When the reactant of a precipitation reaction is injected into another one at a given flow rate in a confined geometry, a wealth of different precipitation patterns can be observed. Our objective is to analyze the effect of changes in the flow rate and concentrations on the properties of the various solid patterns obtained.

Influence of chemical reactions on CO2 sequestration

The dissolution of CO2 into saline aquifers can lead to a buoyantly unstable stratification of denser CO2-enriched brine on top of less dense pure brine, giving rise to fingers rich in CO2 sinking in the host phase. This convective dissolution is favorable to the sequestration of CO2 as it can significantly enhance the dissolution rate of CO2 into the brine, reducing mixing times from thousands to hundreds of years. Our objective is to analyze the influence of chemical reactions on this convective dissolution by combined experimental and theoretical approaches.

Buoyancy-driven instabilities in reactive systems

The interface between two miscible or partially miscible fluids can become unstable because of density differences like in the Rayleigh-Taylor instability developing when a denser fluid overlies a less dense one in the gravity field. Similarly, differential diffusion processes can trigger convective instabilities of miscible interfaces because of the presence of different solutes impacting the density that have different diffusion coefficients.
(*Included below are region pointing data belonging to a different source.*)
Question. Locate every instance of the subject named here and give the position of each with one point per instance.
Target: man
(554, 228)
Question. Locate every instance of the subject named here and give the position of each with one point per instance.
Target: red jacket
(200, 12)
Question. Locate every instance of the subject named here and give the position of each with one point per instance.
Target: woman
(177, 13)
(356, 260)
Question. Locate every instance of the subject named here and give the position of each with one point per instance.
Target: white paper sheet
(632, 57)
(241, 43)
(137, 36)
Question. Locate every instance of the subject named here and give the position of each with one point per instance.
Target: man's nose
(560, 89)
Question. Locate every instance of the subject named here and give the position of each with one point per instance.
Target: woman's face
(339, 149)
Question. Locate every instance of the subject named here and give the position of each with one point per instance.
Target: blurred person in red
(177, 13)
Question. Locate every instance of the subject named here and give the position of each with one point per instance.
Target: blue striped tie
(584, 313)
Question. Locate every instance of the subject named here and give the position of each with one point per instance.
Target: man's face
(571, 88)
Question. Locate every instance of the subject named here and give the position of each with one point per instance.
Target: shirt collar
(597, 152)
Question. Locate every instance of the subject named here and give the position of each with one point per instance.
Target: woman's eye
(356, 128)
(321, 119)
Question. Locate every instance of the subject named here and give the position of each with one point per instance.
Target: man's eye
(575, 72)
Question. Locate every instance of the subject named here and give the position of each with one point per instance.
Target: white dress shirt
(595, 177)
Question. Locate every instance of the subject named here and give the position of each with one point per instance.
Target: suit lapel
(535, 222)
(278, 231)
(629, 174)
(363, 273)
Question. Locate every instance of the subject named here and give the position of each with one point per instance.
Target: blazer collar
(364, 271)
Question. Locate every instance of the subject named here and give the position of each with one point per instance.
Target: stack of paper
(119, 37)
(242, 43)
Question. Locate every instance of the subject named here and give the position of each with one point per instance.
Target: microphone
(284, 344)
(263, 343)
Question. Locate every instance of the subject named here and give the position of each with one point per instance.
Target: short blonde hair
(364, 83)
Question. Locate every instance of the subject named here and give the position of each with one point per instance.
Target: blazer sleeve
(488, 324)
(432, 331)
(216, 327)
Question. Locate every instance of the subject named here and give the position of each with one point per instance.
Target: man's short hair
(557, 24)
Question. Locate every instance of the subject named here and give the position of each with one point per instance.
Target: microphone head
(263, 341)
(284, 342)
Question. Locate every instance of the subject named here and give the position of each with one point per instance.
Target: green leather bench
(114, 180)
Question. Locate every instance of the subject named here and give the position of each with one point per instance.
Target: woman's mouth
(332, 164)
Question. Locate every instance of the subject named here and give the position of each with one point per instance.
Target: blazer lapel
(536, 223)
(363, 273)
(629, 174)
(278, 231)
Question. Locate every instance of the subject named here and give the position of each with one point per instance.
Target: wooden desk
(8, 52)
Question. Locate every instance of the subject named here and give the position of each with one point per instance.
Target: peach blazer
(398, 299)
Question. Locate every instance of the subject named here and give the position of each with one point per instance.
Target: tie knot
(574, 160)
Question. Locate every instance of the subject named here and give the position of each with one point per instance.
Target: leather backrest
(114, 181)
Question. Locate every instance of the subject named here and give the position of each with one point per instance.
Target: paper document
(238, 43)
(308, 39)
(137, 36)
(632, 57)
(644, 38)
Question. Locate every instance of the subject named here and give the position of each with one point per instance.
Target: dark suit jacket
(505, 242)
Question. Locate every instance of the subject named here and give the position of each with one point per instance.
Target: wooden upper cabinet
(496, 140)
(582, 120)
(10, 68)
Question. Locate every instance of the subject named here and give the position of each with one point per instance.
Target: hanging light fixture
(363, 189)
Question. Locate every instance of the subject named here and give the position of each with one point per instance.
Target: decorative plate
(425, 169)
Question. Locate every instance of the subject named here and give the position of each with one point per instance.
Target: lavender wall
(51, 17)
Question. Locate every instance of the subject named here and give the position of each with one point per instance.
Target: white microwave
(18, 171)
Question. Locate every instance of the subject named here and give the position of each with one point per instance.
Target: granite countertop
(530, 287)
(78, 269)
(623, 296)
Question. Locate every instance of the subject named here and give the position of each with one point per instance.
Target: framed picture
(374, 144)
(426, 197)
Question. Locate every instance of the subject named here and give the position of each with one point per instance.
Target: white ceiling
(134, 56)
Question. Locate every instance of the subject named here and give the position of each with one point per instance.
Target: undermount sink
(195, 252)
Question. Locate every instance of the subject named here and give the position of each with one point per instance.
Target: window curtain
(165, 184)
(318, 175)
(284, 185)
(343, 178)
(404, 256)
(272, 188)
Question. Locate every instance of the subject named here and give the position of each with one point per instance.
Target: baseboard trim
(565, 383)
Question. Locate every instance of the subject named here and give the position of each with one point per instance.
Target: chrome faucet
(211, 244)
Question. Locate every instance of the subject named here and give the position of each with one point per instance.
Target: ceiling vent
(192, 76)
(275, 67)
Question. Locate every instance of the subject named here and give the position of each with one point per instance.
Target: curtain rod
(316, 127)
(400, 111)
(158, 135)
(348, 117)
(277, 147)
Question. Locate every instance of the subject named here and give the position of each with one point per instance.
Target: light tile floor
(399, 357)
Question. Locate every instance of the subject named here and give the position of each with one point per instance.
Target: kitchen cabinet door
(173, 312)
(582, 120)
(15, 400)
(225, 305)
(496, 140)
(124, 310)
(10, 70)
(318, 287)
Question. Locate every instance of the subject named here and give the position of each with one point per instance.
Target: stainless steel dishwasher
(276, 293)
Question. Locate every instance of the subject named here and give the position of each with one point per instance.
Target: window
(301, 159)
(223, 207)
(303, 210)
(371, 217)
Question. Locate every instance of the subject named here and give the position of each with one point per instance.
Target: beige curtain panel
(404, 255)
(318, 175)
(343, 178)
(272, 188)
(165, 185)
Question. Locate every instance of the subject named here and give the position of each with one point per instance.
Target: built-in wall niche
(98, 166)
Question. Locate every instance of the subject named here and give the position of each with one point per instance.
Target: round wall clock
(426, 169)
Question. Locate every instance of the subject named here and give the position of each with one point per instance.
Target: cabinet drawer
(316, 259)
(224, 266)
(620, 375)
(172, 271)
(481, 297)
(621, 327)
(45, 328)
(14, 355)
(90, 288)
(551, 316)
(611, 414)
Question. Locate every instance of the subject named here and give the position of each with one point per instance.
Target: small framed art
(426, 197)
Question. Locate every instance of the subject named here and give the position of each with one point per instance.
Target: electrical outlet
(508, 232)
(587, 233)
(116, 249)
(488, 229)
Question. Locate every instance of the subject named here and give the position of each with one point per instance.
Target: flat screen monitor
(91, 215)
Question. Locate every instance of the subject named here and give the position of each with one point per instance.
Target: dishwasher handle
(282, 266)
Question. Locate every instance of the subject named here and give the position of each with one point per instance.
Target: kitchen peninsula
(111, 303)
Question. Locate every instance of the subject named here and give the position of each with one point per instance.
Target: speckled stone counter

We study by combined experiments and theoretical approaches, the properties of the related convective mixing in two-layer systems both with or without reactions.
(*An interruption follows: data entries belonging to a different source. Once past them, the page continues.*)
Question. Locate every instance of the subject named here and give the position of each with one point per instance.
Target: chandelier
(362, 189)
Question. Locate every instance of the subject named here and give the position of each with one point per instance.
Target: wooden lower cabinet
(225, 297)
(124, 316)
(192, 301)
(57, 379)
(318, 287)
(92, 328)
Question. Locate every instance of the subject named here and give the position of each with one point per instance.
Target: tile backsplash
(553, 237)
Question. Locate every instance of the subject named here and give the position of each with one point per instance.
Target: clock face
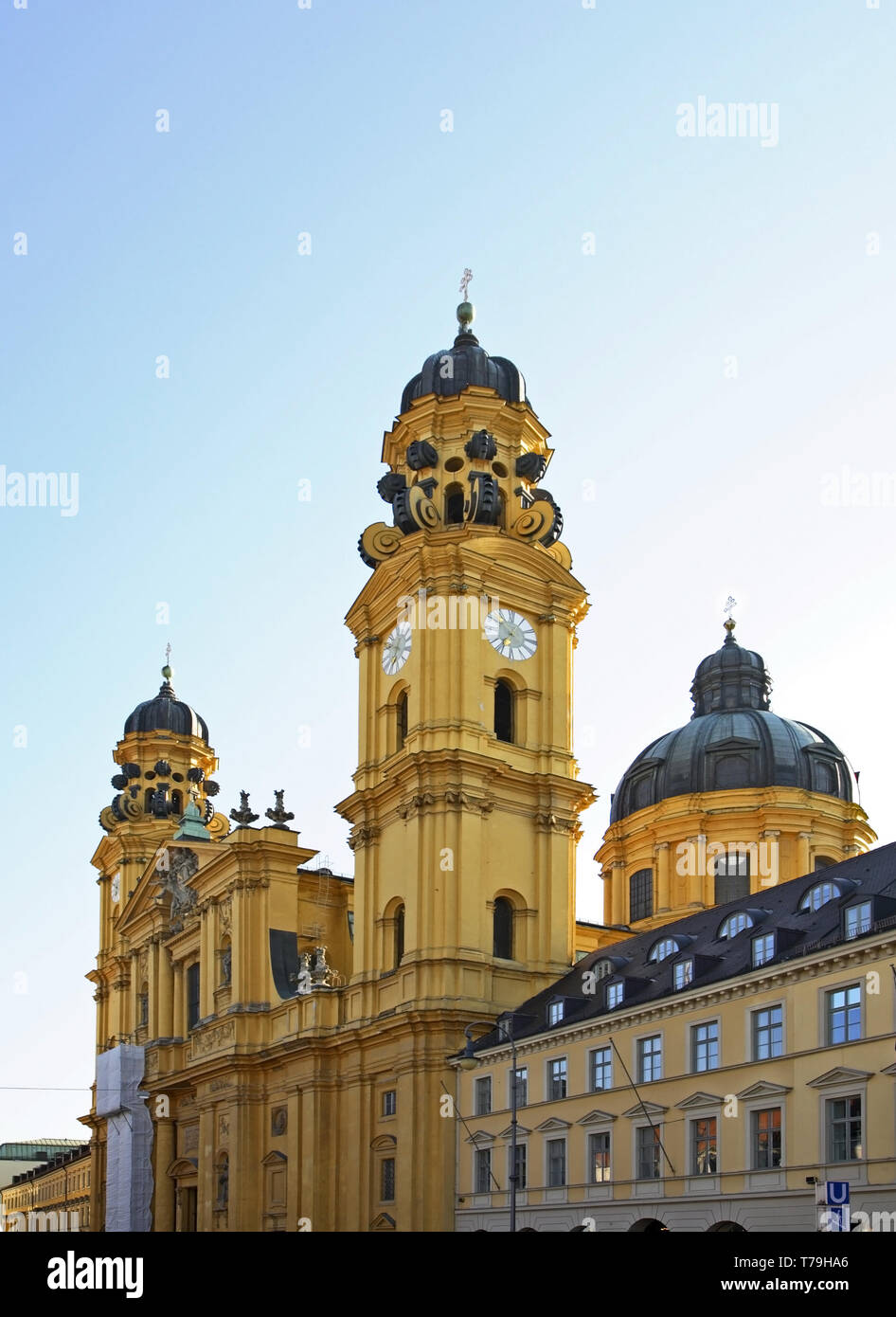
(396, 651)
(511, 635)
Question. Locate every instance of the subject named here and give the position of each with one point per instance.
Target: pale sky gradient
(678, 485)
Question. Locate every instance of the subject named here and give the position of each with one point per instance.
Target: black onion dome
(732, 742)
(166, 714)
(470, 365)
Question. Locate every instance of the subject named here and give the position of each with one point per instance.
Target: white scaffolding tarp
(129, 1138)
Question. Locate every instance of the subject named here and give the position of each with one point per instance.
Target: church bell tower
(465, 814)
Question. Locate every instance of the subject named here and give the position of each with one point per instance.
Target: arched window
(402, 718)
(503, 712)
(732, 877)
(820, 894)
(223, 1181)
(736, 924)
(503, 929)
(663, 948)
(454, 505)
(641, 894)
(192, 995)
(399, 935)
(225, 963)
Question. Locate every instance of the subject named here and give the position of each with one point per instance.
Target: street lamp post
(469, 1060)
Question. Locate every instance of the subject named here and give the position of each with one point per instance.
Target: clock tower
(465, 814)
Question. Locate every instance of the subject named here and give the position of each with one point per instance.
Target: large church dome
(732, 742)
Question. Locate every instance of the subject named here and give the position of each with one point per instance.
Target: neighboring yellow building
(291, 1027)
(704, 1074)
(56, 1196)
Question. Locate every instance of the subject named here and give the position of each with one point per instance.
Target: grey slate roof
(865, 877)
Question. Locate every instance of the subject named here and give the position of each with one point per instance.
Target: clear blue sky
(678, 485)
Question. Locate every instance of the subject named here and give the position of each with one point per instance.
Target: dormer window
(763, 949)
(663, 948)
(734, 924)
(857, 919)
(820, 894)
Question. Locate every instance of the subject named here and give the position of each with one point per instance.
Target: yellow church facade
(290, 1027)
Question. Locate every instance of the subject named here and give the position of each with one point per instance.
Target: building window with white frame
(648, 1152)
(557, 1079)
(555, 1164)
(763, 948)
(650, 1057)
(521, 1164)
(844, 1014)
(704, 1146)
(857, 919)
(704, 1046)
(601, 1070)
(767, 1033)
(483, 1170)
(483, 1096)
(766, 1138)
(599, 1157)
(844, 1128)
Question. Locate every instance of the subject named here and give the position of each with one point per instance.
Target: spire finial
(466, 311)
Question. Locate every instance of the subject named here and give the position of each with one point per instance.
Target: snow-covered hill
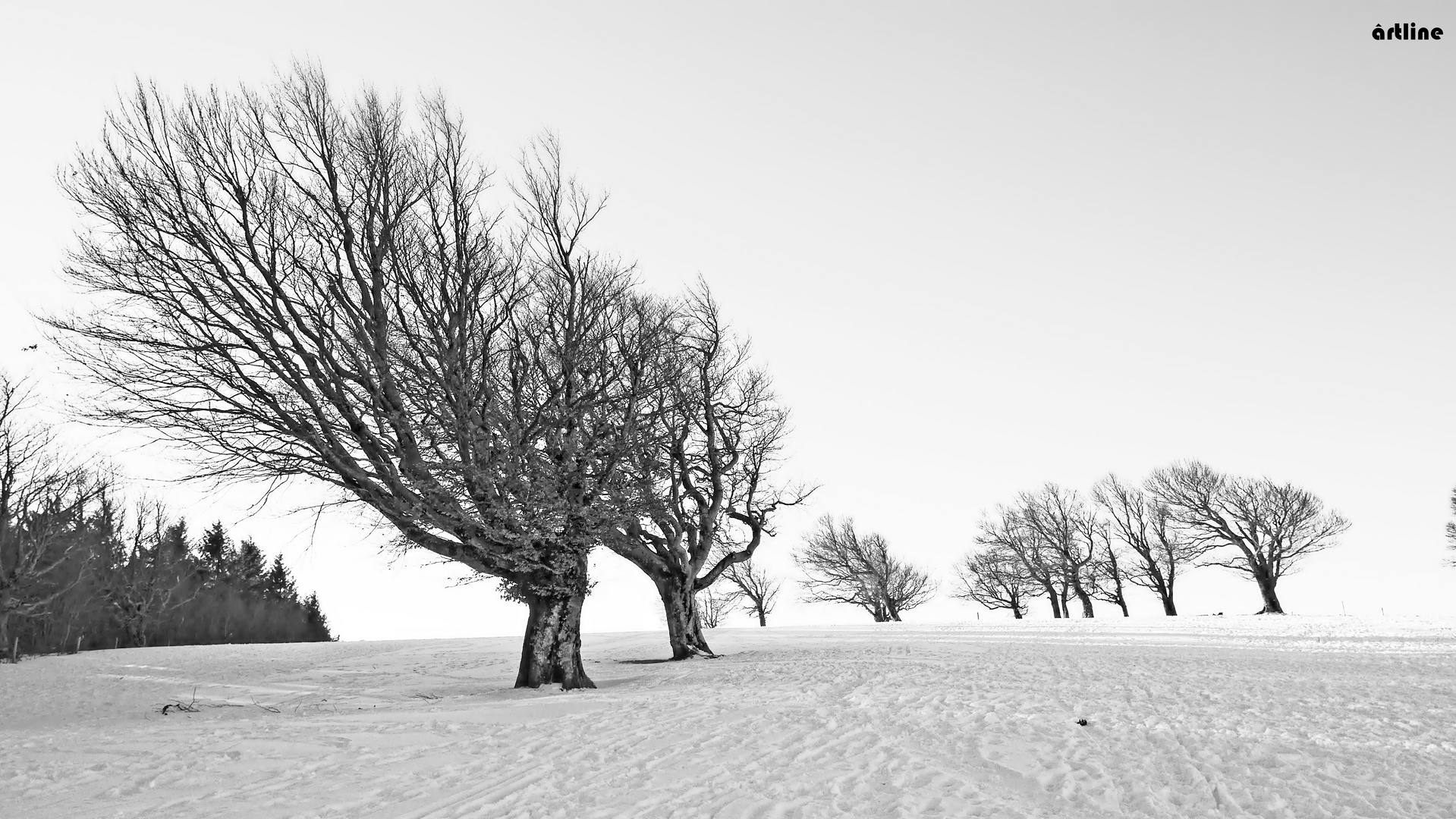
(1200, 716)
Viscous fingering in non ideal and reactive systems

Viscous fingering is a hydrodynamic instability developing in porous media when a fluid of lower viscosity displaces another more viscous one. The interface between the two fluids then deforms into fingers growing in time. Such a fingering instability is detrimental to fluid displacements in oil recovery techniques, contaminant transport in aquifers, in packed bed reactors, and in chromatographic separation techniques. Our goal is to investigate theoretically the influence of viscous fingering on the spreading of viscous samples in the presence of non ideal mixing or chemical reactions.

Convective processes during sea ice growth

As sea ice grows from sea water, the salt dissolved in the liquid phase is rejected from the solid phase. There is current interest to understand the transport processes at the origin of this expulsion of brine out of the sea ice due to their impact on global climate processes. Highly saline brine sinking from sea ice is indeed a driver of global thermohaline circulation whilst convective movements of brine within the ice also influence the movement of gases and nutrients, which affect the Arctic ecosystem. Our objective is to analyze and quantify these convective movements within and below the ice by combined experimental and numerical techniques.

Pattern formation in reaction-diffusion systems

Physico-chemical systems driven far from equilibrium by mass or energy fluxes may develop space or time symmetry breaking bifurcations that lead to time dependent oscillations or space periodic dissipative structures. We investigate theoretically the conditions of appearance of such symmetry breaking instabilities as well as the resulting nonlinear spatio-temporal dynamics. Our results encompass pattern selection theories of 2D and 3D Turing patterns and an analysis of the dynamics resulting from the coupling between Turing and Hopf instabilities. Our current interest lies in the analysis of spatio-temporal dynamics around reaction-diffusion fronts in presence of reactant concentration gradients or radial injection.